Hello Everyone,
Here is my regression project based on predicting the price of used cars using Linear Regression.
I used Honda Used Car Selling Dataset which is one of my own dataset uploaded on Kaggle.
Link to the Dataset : Car Price Dataset
-
To develop a Machine Learning Model that can accurately predict the prices of used cars based on various features and attributes.
-
The predicted prices will assist both buyers and sellers in making informed decisions, ensuring fair transactions in the used car market.
-
For my project, I have created a Streamlit Web App for predicting the prices of cars in more interactive and user friendly way.
-
This web app allows you to predict the prices of the cars by just selecting some of its features and fill in some details.
-
These all are the features you need to select or enter before pressing the predict button :
-
Year : Select the manufacturing year of the car.
-
kms Driven : Enter the total distance covered by the car.
-
Fuel Type : Choose the fuel type of the car.
-
Suspension : Pick the type of suspension.
-
Car Model : Select your car model from the available options.
-
-
After selecting all these features, Just hit the 'Predict' Button.
-
This web app also has multiple constraints in the input fields.
-
I have named it AutoValuate.
Link to the Web App : Car Price Prediction App
- Setting up the Enviroment
- Libraries required for the Project
- Getting started with Repository
- Steps involved in the Project
- Conclusion
Jupyter Notebook is required for this project and you can install and set it up in the terminal.
- Install the Notebook
pip install notebook
- Run the Notebook
jupyter notebook
Pandas
- Go to the terminal and run this code
pip install pandas
- Go to Jupyter Notebook and run this code from a cell
!pip install pandas
Matplotlib
- Go to the terminal and run this code
pip install matplotlib
- Go to Jupyter Notebook and run this code from a cell
!pip install matplotlib
Seaborn
- Go to the terminal and run this code
pip install seaborn
- Go to Jupyter Notebook and run this code from a cell
!pip install seaborn
Sklearn
- Go to the terminal and run this code
pip install scikit-learn
- Go to Jupyter Notebook and run this code from a cell
!pip install scikit-learn
- Clone this repository to your local machine by using the following command :
git clone https://github.com/TheMrityunjayPathak/CarPricePrediction.git
Data Cleaning
-
fuel_type, suspension and car_model has extra whitespaces which is removed by str.strip() method.
-
Removed kms suffix from kms_driven column by using str.split() method and keeping only numeric part of the column.
-
After that we can convert kms_driven column to 'int' DataType.
-
Modifying price column from 6.45 Lakh to 645000 and convering it into integer by using a custom made function.
-
From car_model column we will keep only first 3 words of car name and removing the rest.
Data Visualization
- Visualizing year with price by using sns.swarmplot()

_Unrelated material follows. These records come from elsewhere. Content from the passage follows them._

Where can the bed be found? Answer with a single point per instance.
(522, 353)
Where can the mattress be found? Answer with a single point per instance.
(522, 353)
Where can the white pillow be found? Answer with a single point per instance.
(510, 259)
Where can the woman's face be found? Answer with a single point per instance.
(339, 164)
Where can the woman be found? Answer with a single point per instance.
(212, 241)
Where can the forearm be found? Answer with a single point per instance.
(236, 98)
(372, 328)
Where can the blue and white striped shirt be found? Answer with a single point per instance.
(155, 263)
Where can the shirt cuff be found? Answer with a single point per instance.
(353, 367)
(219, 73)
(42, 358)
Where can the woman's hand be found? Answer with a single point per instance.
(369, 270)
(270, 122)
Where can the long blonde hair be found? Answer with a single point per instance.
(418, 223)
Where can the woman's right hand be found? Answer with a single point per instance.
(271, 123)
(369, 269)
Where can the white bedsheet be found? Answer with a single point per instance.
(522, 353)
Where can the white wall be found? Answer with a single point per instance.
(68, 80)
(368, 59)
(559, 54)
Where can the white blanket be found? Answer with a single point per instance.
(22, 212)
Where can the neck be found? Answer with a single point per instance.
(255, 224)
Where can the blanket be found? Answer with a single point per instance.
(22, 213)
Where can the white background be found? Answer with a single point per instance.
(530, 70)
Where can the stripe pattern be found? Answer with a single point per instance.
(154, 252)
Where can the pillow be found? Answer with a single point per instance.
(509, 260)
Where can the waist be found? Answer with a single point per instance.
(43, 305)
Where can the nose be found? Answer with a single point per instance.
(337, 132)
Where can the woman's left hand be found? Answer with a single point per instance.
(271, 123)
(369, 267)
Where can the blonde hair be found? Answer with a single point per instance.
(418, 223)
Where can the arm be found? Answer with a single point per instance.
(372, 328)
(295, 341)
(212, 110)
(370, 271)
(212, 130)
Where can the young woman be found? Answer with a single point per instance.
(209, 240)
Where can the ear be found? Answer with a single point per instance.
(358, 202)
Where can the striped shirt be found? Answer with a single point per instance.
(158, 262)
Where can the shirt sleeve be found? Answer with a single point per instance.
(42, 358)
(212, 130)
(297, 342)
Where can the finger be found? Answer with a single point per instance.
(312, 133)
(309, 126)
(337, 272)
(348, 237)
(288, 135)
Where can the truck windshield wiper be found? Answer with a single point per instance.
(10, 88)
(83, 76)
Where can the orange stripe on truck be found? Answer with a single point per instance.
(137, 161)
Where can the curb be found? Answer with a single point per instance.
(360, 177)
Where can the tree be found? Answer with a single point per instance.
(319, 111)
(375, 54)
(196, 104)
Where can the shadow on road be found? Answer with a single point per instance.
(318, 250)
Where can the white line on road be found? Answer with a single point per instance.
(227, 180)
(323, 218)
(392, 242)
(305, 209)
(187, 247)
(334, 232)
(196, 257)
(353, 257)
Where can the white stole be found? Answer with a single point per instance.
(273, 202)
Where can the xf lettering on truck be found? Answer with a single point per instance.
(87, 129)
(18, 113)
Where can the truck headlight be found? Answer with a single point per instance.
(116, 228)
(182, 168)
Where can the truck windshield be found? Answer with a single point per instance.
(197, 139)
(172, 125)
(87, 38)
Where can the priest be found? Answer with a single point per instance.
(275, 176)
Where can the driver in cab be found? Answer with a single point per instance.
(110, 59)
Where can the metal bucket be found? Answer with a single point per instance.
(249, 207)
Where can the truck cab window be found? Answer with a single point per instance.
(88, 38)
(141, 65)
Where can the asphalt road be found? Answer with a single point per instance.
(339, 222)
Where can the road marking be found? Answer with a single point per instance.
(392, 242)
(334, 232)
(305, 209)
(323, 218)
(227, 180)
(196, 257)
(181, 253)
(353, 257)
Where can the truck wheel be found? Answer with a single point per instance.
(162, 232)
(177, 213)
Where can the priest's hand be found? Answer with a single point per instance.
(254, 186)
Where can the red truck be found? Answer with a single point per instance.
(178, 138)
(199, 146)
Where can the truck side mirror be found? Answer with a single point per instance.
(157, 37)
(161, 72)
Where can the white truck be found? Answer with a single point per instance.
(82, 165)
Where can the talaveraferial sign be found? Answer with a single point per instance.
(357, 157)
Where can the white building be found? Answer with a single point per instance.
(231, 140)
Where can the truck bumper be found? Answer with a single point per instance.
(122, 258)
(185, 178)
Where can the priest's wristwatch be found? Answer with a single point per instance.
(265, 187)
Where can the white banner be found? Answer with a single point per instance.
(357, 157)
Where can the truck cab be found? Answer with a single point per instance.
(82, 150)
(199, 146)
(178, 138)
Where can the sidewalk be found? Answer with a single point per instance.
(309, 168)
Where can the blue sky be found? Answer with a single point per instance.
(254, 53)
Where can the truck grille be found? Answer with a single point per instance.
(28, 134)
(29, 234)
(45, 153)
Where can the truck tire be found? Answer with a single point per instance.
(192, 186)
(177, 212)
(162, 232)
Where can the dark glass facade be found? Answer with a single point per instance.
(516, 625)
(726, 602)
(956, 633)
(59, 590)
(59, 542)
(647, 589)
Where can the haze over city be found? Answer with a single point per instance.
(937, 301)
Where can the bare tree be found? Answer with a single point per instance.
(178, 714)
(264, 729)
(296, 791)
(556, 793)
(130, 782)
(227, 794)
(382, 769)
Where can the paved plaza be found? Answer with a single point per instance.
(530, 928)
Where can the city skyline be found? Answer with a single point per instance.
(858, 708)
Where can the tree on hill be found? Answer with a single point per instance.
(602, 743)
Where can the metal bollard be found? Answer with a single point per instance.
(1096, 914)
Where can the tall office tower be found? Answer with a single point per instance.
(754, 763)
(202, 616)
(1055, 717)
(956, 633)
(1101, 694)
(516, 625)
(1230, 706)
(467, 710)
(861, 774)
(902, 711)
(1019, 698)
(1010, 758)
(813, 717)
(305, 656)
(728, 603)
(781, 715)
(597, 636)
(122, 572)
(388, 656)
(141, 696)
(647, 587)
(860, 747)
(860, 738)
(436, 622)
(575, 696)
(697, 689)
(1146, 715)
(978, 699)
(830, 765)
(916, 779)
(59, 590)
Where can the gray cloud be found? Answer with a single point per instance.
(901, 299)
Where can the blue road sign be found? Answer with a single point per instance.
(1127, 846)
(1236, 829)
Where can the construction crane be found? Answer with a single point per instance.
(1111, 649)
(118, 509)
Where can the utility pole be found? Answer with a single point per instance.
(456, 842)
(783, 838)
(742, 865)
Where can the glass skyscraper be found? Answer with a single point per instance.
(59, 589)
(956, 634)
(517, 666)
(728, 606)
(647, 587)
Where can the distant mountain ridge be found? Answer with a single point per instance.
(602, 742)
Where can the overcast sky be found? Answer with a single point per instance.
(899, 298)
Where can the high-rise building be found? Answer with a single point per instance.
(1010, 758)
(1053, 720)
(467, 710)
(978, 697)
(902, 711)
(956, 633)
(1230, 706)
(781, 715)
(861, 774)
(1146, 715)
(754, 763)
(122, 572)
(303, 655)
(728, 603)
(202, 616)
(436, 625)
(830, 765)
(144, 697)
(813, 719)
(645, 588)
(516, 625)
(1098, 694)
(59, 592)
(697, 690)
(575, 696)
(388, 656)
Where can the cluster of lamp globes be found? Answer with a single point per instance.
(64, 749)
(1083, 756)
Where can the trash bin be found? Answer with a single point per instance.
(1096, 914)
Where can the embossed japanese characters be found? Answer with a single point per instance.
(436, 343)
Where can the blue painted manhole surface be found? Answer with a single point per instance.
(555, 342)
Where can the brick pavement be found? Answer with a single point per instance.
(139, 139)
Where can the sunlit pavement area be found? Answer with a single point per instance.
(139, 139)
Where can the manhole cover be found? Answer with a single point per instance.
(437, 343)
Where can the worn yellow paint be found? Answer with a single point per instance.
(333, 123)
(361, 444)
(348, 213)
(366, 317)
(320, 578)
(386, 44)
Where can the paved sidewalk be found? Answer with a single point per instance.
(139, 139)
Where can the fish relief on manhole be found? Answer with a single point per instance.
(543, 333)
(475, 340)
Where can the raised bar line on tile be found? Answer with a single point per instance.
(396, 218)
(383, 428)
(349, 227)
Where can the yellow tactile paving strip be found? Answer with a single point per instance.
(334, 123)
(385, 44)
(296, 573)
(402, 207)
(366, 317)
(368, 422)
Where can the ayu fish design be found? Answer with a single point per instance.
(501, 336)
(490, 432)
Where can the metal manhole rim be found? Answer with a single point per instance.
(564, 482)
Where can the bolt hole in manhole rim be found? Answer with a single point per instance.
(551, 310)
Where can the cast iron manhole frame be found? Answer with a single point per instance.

- Visualizing kms_driven with price by using sns.relplot()
- Visualizing car_model with price by using sns.relplot() and suspension as 'hue' parameter
Dummy Variable
-
We first create dummy variable column based on the text column.
-
Then we transform it into a DataFrame.
-
After that we will merge the dummies DataFrame and our orignal DataFrame.
-
Finally we will drop the text column from our dataset.
Outlier Removal
-
After describing the dataset I noticed that in kms_driven column, 75% of cars has travelled 85000 kms and our maximum value in kms_driven is 11 Lakh kms which is an outlier.
-
And similarly, In our price column, 75% of cars has price 7 Lakh and our maximum price is 26 Lakh which is an outlier.
Model Building
-
Firstly I have definied dependent and independent variables for our traning and testing.
-
I have splitted data into traning and testing set by using train_test_split.
-
Then I fit the model with X_train and y_train and checked the score.
-
After that I used k-fold cross-validation for measuring accuracy of our model.
-
So I cheked the cross_val_score for measuring the best score of our model and then I have taken mean of all the scores.
-
And, Finally I predicted the result from our trained model.
-
Developed a highly accurate Linear Regression Model using various features and attributes to predict used car prices, achieving an average prediction accuracy of 82%.
-
Further model showcased its robustness by undergoing rigorous k-fold cross-validation, resulting in a mean cross-val score of 83%.